In Ladish Co. v. Breashears, 263 Ark. 48, 563 S.W.2d 419 (1978), the Board of Review found that Breashears left his job because of reduction in pay and a reclassification to a lower level. The Board of Review then concluded that this caused the work to become unsuitable and that Breashears left his last work for good cause. The Arkansas Supreme Court affirmed the action of the Board of Review in awarding unemployment benefits. See also Jackson v. Daniels, 269 Ark. 714, 600 S.W.2d 427 (Ark. App. 1980) (an act by the employer that does economic injury to the employee may be “good cause connected with the work”); Carpenter v. Director, 55 Ark. App. 39, 929 S.W.2d 177 (1996) (increased distance and risk of travel and costs of gasoline reducing appellant’s take-home pay was good cause to quit); and Morton v. Director of Labor, 22 Ark. App. 281, 742 S.W.2d 118 (1987) (a change in duties calling for less competence and lower remuneration is cause for work to become unsuitable and good cause for voluntarily quitting).

Although Luttrell testified that he intended to give Wenzl back his route around the first of February and see if he could handle it physically, he did not communicate his intent to Wenzl during the two months he worked at half pay or even when Wenzl handed in his resignation. Wenzl stated that he left his work for two reasons: because his wages were cut a thousand dollars a month and because he was having trouble physically meeting the demands of the job. Under our case law, these reasons constitute good cause connected with the work. Moreover, in Jackson v. Daniels, supra, this court stated that because an employee who voluntarily leaves his employment for good cause connected with the *27work is not required to preserve his job rights, “we attach no significance to . . . the abruptness of the claimant’s departure.”

The majority relies on Teel v. Daniels, 270 Ark. 766, 606 S.W.2d 151 (Ark. App. 1980), in which this court stated that good cause is cause that would reasonably impel the average able-bodied, qualified worker to give up his or her employment. This standard depends on the worker’s perspective, at least impliedly, at the time that he decides to give up his job. An employer’s future plans, if not communicated to the worker by the time he makes his decision, obviously do not and should not figure into the analysis of whether the situation would justify the worker’s decision to quit.
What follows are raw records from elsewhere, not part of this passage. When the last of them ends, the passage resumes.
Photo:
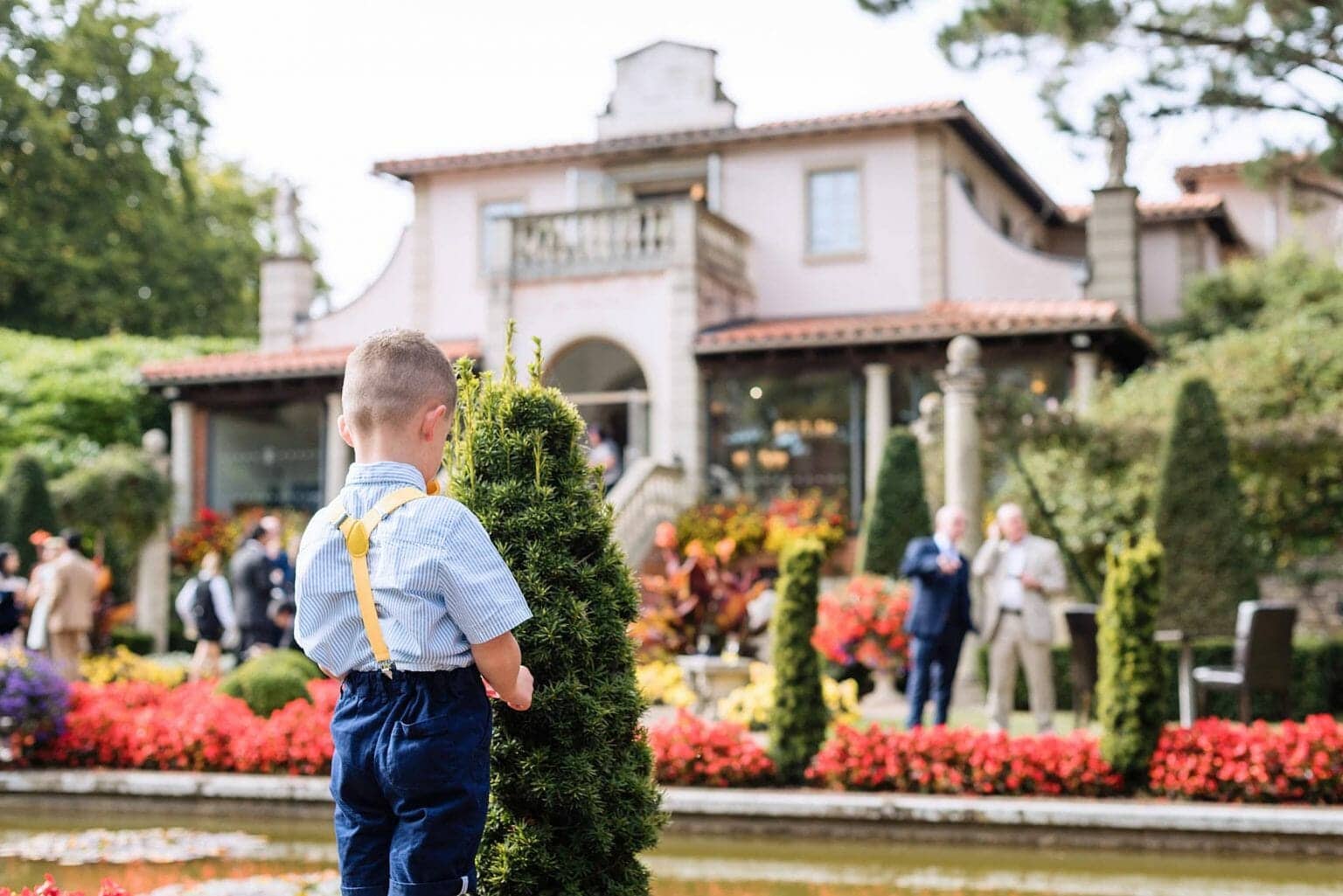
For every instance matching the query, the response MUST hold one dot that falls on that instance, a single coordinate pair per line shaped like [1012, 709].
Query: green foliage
[110, 217]
[896, 512]
[574, 802]
[67, 399]
[132, 638]
[272, 681]
[1280, 387]
[1162, 58]
[29, 503]
[1130, 678]
[1198, 520]
[118, 493]
[798, 725]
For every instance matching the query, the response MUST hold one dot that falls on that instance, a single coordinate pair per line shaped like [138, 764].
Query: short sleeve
[483, 595]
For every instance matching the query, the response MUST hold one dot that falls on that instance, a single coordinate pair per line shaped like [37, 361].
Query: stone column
[183, 498]
[962, 383]
[877, 420]
[336, 453]
[1085, 371]
[153, 566]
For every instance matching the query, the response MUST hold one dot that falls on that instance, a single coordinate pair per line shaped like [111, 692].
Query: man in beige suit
[1019, 571]
[74, 587]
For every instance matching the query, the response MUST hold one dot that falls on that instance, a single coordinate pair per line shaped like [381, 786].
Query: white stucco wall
[385, 302]
[1159, 273]
[985, 265]
[764, 194]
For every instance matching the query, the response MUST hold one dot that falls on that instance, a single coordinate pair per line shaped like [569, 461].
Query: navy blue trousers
[411, 781]
[932, 666]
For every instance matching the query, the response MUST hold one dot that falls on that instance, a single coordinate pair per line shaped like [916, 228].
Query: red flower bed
[692, 751]
[943, 761]
[191, 728]
[1228, 762]
[49, 888]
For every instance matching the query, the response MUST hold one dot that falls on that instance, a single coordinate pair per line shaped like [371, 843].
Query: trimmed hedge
[1317, 672]
[272, 681]
[896, 512]
[799, 719]
[1198, 520]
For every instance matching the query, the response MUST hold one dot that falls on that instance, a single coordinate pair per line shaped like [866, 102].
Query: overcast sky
[318, 90]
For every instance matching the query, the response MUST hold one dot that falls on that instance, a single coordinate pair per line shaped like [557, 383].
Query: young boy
[406, 601]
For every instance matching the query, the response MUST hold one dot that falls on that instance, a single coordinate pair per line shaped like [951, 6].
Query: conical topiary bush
[799, 719]
[29, 504]
[574, 801]
[896, 512]
[1200, 522]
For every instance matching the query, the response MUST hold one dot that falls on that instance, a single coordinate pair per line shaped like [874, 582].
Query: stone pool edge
[1034, 821]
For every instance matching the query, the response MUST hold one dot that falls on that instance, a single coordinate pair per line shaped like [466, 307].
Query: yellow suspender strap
[356, 542]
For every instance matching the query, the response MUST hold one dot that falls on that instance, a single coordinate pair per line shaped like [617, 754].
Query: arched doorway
[608, 385]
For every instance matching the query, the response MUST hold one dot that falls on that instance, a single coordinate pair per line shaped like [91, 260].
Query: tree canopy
[112, 218]
[1166, 58]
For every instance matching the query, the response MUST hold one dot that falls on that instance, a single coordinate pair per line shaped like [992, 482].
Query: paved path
[1004, 820]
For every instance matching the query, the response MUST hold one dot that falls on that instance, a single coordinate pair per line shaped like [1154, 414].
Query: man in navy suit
[939, 615]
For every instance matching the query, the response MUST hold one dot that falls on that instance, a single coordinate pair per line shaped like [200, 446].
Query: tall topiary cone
[29, 504]
[1200, 522]
[798, 723]
[896, 512]
[574, 801]
[1130, 672]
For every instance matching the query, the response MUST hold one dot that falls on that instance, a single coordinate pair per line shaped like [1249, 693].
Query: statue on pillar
[289, 240]
[1110, 124]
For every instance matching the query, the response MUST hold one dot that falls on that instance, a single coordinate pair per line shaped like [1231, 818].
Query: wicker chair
[1263, 658]
[1082, 632]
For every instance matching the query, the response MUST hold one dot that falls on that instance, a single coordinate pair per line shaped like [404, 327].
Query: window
[834, 208]
[491, 232]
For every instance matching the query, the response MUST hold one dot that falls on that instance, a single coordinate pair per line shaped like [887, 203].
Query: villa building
[744, 308]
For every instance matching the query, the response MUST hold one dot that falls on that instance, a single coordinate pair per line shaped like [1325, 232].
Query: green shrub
[133, 640]
[574, 801]
[1209, 567]
[1130, 678]
[270, 681]
[798, 725]
[896, 512]
[30, 505]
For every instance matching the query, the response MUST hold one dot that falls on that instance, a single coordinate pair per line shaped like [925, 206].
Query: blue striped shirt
[438, 582]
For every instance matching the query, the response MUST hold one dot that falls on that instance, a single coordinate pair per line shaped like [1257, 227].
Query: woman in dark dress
[12, 586]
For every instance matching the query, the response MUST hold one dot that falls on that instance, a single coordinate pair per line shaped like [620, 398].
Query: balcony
[631, 240]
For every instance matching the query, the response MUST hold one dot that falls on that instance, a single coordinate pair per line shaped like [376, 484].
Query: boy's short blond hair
[393, 377]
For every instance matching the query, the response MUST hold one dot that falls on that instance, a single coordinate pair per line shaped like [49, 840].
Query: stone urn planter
[713, 677]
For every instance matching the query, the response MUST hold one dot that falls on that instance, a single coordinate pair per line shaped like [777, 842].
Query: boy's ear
[431, 420]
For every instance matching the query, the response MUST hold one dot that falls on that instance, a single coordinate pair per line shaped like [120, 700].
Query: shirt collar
[385, 473]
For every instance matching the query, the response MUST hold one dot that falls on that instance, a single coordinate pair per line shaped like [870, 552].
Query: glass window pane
[833, 207]
[491, 212]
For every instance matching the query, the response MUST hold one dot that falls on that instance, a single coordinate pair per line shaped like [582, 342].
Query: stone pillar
[183, 453]
[876, 420]
[1085, 371]
[961, 385]
[1112, 245]
[336, 453]
[153, 565]
[288, 287]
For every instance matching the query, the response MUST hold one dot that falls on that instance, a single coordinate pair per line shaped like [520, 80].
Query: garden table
[1185, 677]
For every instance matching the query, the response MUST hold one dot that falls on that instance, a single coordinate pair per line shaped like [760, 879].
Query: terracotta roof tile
[1182, 208]
[265, 365]
[937, 322]
[681, 139]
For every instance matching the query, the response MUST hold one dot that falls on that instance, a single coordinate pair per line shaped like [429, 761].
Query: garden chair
[1082, 633]
[1262, 661]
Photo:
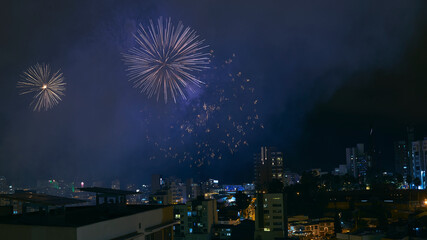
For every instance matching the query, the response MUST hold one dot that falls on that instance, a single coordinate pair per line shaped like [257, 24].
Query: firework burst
[46, 87]
[166, 60]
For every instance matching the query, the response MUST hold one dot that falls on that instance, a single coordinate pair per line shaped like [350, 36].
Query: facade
[156, 182]
[402, 158]
[268, 166]
[197, 218]
[270, 219]
[340, 170]
[162, 197]
[358, 162]
[419, 158]
[3, 185]
[115, 184]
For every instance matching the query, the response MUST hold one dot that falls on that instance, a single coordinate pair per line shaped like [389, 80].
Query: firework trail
[166, 60]
[46, 87]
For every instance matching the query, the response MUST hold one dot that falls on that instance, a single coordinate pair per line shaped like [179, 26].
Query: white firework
[166, 59]
[46, 87]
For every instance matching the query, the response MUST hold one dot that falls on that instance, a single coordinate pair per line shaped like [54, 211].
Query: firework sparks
[46, 87]
[166, 60]
[218, 124]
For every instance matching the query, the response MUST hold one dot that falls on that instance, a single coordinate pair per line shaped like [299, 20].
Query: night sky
[323, 74]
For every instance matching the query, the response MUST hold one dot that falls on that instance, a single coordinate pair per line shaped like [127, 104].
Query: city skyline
[322, 79]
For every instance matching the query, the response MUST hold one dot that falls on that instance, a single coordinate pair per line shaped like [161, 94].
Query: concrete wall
[30, 232]
[121, 226]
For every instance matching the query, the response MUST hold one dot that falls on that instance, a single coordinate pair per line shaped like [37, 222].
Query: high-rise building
[419, 158]
[156, 183]
[3, 185]
[268, 166]
[270, 216]
[115, 184]
[357, 162]
[197, 218]
[401, 158]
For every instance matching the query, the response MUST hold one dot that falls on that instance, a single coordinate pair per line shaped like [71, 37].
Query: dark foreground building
[110, 220]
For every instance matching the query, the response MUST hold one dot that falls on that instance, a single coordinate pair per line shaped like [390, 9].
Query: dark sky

Yet the Board of Review and the majority rely on the employer’s assertion that Wenzl was going to be assigned a territory, to find that he did not leave his employment for good cause.

The majority has in essence created a “secret good intentions” defense for employers to assert after they have driven an employee out of a job. Workers are left to the mercy of employers’ good faith not to claim secret good intentions, a precarious position if it was the employer’s bad faith that forced the employee to resign. For the foregoing reasons, I would reverse and remand to the Board of Review for an award of benefits.